Es gilt das Konsentprinzip
«Wir sind sehr offen. Das Wichtigste ist aber, dass es auf menschlicher Ebene passt», erklärt Gion Kunz. So kamen die meisten Mitglieder bisher auf Empfehlung – «wir nennen das Sponsor». Die Person kann sich dann bei einem Intro-Meeting vorstellen, wo auch die Grundsätze der Genossenschaft sowie deren Philosophie erklärt werden. Darauf folgt ein sozialer Teil, um sich kennenzulernen. In der folgenden Woche tauschen sich die Genossenschafter intern aus. Die Aufnahmeentscheidung erfolgt nach dem Konsentprinzip: Alle haben ein Mitspracherecht. «Solange keine Gegenstimme auftaucht, kann die Person dann beitreten».

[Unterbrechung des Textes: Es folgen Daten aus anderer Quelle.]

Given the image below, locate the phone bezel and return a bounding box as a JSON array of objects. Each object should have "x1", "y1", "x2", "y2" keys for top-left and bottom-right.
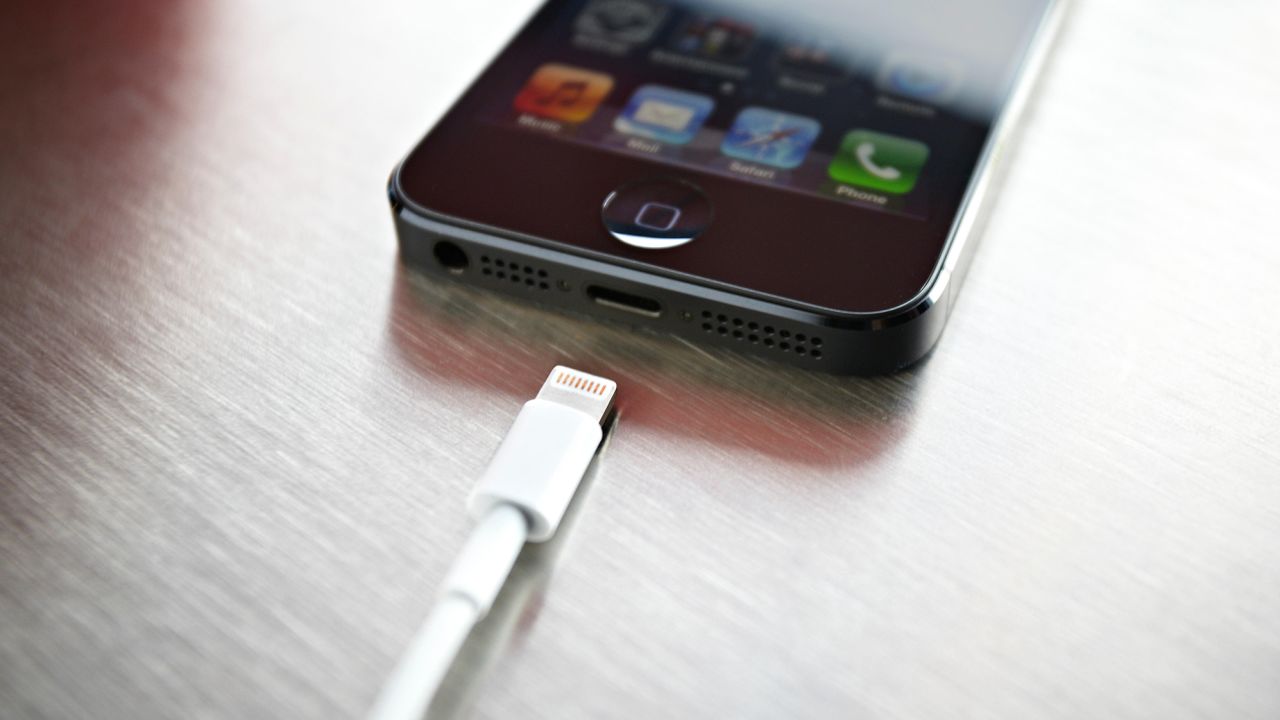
[{"x1": 394, "y1": 0, "x2": 1066, "y2": 326}]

Im Kern steht für die Coalist-Genossenschafter die Freude am Programmieren. «Wir wollen unsere Arbeit gut machen und uns dabei gegenseitig unterstützen». Deswegen arbeiten die Genossenschafter nicht ausschliesslich für Coalist. Alle sind frei, eigene Aufträge anzunehmen. Stösst man aber auf einen Auftrag, den man allein nicht stemmen kann oder will, wird ein Team via die Genossenschaft gebildet. Der Kunde schliesst den Vertrag dann mit Coalist. Die Genossenschaft übernimmt dann auch den administrativen Teil. Ein weiterer Vorteil dabei ist, dass eine grosse Diversität an Skillsets zur Verfügung steht. «Kommt so eine Anfrage, stellen wir sie auf den internen Slack-Kanal. Wer interessiert ist, hält die Hand hoch. Das funktioniert bisher sehr gut», erklärt Diego Adolf.
Solidarität und politisches Engagement
Dieses Arrangement hat auch den Vorteil, dass es ein Sicherheitsnetz gibt. Fällt zum Beispiel jemand aus gesundheitlichen Gründen aus, kann die Genossenschaft einspringen.
Auch finanziell ist man so flexibel. Es gibt keine fixen Löhne. Die Genossenschaft gibt ein Angebot ab und behält einen kleinen Prozentsatz für sich. Der Rest geht an die am Projekt beteiligten Genossenschafter. Was nicht erlaubt ist, ist Angestellte aus einer der angeschlossenen Kleinfirmen möglichst billig auf Projekte zu bringen. «Das ist ein No-Go.»
Spannend dürfte es mit dem weiteren Wachstum werden – denn wie die Genossenschaft im IT-Umfeld skaliert, gilt es noch herauszufinden. Bisher scheint das Experiment ein Erfolg zu sein. «Neben den bereits angesprochenen Werten wie Demokratie und Solidarität ist es auch ein einfaches Modell. Unsere Statuten passen auf wenige Seiten», erklärt Diego Adolf. Damit bleibt auch mehr Raum für das Leben ausserhalb des Berufs. «Die Genossenschaft ermöglicht auch Platz für politisches Engagement, für Hobbies und die Familie.» Kein Wunder passt die Genossenschaft so gut zum Land der direkten Demokratie.